1

SELECT (SELECT user_id FROM users WHERE user_id=1) AS user_id, (SELECT usersetting_user_id FROM usersettings WHERE usersetting_user_id=1) AS usersetting_user_id;

this returns:

| user_id | usersetting_user_id |  
|       1 |                   1 |

but I want to display all users, not just one. So I run the following:

SELECT (SELECT user_id FROM users) AS user_id, (SELECT usersetting_user_id FROM usersettings) AS usersetting_user_id;``

and get:

ERROR 1242 (21000): Subquery returns more than 1 row

Any idea how to circumvent this?

3 Answers 3

5

You should use a join statement, like so:

SELECT u.user_id, us.usersetting_user_id
FROM users u
JOIN usersettings us ON u.user_id = us.usersetting_user_id

This assumes usersettings.usersetting_user_id is a reference to the primary key (user_id) of users. Specifics can be found in the manual.

3
  • Thanks, it works. Don't understand what's with the "u" and "us" but I'll read the manual. EDIT: so those are aliases, ok.
    – w00t
    May 30, 2012 at 9:05
  • u and us are aliases for the tables users and usersettings
    – m0ntassar
    May 30, 2012 at 9:20
  • Sorry about that, I should've noted that below the example. Aliases aren't required, you could just as well use "users.user_id" instead of "u.user_id" without them, but it leads to excessively long queries when you start adding more tables.
    – Tzarium
    May 30, 2012 at 9:52
2

Assign aliases in FROM clause, then use alias.fieldname. Also group SELECT and FROM parts

SELECT user_id.user_id, usersetting_user_id.usersetting_user_id
FROM users AS user_id, usersettings AS usersetting_user_id;
1
  • 1
    aah ok, so those are aliases. thanks for the explanation
    – w00t
    May 30, 2012 at 9:09
0

I don't recommend to use in queries like this Joins or multiple froms because you loading all tables at all and then filtering it. It's like using Having instead of Where.
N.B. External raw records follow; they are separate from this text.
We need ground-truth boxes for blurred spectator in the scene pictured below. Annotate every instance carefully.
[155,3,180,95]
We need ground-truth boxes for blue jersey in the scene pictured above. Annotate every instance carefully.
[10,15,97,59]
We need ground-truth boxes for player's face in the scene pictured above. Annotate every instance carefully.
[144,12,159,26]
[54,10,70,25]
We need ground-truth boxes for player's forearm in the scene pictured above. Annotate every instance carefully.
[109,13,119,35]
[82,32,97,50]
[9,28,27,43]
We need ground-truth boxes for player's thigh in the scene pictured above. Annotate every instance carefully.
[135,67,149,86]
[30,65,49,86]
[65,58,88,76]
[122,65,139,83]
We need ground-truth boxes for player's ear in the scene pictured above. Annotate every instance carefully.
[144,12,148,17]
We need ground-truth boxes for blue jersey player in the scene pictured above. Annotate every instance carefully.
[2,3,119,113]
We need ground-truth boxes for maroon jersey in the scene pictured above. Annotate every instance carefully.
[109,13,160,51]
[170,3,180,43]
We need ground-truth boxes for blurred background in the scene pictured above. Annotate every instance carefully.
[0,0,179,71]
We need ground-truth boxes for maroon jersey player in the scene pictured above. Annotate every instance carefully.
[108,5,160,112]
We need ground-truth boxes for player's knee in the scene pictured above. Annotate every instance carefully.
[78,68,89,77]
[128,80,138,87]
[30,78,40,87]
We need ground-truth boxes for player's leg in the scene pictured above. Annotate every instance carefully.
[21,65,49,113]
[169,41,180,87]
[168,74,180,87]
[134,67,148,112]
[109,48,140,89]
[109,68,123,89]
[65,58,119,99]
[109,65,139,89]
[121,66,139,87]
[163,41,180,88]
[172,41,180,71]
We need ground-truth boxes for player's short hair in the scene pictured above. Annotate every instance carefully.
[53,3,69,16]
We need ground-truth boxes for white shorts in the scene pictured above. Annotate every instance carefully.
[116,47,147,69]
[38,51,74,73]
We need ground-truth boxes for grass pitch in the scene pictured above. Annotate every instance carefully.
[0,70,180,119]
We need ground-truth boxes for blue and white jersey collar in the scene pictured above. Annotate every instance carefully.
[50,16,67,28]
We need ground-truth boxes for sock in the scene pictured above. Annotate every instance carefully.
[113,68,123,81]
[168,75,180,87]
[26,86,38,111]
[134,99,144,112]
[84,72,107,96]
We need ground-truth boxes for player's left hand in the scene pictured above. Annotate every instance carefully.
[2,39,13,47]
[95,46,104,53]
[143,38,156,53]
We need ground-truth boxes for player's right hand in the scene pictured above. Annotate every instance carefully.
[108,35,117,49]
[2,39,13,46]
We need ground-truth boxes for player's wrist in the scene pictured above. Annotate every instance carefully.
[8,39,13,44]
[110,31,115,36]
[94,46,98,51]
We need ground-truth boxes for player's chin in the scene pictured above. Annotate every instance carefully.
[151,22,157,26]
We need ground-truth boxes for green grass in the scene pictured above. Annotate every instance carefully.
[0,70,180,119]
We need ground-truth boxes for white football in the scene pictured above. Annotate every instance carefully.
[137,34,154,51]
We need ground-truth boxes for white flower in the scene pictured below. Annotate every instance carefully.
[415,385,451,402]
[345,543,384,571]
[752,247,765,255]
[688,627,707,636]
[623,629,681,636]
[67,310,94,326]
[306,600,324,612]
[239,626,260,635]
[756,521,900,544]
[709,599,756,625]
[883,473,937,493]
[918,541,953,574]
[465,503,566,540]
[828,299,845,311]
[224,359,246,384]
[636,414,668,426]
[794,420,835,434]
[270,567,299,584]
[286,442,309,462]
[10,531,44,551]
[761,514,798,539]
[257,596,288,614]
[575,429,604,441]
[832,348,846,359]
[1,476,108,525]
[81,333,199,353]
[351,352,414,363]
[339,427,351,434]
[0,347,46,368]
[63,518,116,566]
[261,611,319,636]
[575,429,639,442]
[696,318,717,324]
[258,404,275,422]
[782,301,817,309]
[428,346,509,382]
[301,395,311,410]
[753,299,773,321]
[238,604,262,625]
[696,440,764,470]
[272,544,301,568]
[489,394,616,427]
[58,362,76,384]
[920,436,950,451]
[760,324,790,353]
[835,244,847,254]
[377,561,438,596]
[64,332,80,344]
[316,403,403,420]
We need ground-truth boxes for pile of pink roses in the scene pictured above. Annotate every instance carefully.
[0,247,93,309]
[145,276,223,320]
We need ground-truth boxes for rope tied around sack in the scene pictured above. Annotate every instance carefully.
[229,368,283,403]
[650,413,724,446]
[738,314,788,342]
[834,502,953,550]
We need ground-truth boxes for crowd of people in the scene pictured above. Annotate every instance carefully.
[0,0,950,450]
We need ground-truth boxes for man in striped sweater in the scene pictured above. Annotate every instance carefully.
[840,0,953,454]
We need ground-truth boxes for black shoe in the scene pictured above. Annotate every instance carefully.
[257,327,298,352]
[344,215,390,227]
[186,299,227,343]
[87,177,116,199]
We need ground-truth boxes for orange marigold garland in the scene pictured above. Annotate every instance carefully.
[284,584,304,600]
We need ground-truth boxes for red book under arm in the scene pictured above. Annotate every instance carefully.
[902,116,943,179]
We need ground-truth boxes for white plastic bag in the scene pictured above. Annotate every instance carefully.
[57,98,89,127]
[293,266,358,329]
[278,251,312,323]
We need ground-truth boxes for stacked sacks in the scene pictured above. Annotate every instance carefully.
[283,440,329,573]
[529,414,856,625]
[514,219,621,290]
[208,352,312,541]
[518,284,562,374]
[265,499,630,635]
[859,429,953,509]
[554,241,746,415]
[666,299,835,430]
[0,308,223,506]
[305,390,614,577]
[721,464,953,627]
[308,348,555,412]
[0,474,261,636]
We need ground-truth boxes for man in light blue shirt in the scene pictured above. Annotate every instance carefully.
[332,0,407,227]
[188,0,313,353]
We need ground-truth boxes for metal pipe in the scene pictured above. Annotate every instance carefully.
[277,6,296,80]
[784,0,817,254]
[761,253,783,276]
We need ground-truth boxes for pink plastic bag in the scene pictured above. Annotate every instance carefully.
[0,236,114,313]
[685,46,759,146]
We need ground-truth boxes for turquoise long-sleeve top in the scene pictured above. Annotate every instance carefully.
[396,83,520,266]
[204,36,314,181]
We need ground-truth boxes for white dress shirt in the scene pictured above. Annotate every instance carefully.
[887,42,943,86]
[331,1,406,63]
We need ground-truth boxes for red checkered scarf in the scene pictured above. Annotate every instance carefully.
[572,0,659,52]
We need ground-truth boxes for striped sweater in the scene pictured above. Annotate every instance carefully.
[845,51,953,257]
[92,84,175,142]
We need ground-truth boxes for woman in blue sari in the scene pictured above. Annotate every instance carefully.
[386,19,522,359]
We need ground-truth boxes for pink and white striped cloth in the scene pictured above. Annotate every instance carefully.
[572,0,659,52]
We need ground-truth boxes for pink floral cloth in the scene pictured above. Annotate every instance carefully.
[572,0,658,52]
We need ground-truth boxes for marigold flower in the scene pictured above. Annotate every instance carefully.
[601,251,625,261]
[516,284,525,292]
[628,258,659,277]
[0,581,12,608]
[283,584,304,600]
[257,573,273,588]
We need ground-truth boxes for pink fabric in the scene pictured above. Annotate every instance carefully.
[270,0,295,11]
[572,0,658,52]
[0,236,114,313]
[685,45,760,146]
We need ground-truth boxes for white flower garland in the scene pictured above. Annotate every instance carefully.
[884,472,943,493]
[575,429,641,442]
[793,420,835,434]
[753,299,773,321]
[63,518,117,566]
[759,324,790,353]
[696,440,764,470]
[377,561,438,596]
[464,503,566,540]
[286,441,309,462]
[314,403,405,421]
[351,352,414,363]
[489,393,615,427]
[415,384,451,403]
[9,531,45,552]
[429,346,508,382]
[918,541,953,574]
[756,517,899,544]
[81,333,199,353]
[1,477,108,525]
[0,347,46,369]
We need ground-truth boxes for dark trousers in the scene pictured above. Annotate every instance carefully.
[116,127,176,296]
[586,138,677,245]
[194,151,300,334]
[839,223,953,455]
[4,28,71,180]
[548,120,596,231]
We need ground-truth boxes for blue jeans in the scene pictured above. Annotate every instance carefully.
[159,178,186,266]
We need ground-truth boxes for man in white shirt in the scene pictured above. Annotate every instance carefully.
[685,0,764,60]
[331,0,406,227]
It's related on mysql-server version but you can compare it byself with EXPLAIN (or EXPLAIN EXTENDED).

In your case I recommend you to use one table in from directive (basic table, users for example), and load other data with inner queries with Where id=user_id.

# query with basic table only
SELECT
  user_id
FROM users AS u;
# extended query
SELECT
  user_id,
  (SELECT usersetting_user_id
    FROM usersettings
    WHERE usersetting_user_id = u.user_id) AS usersetting_user_id
FROM users AS u;

P.s. If you know that your tables have the same rows count you can use the solution with Join by Tzarium but as INNER/LEFT/RIGHT JOIN instead of JOIN or OUTER JOIN.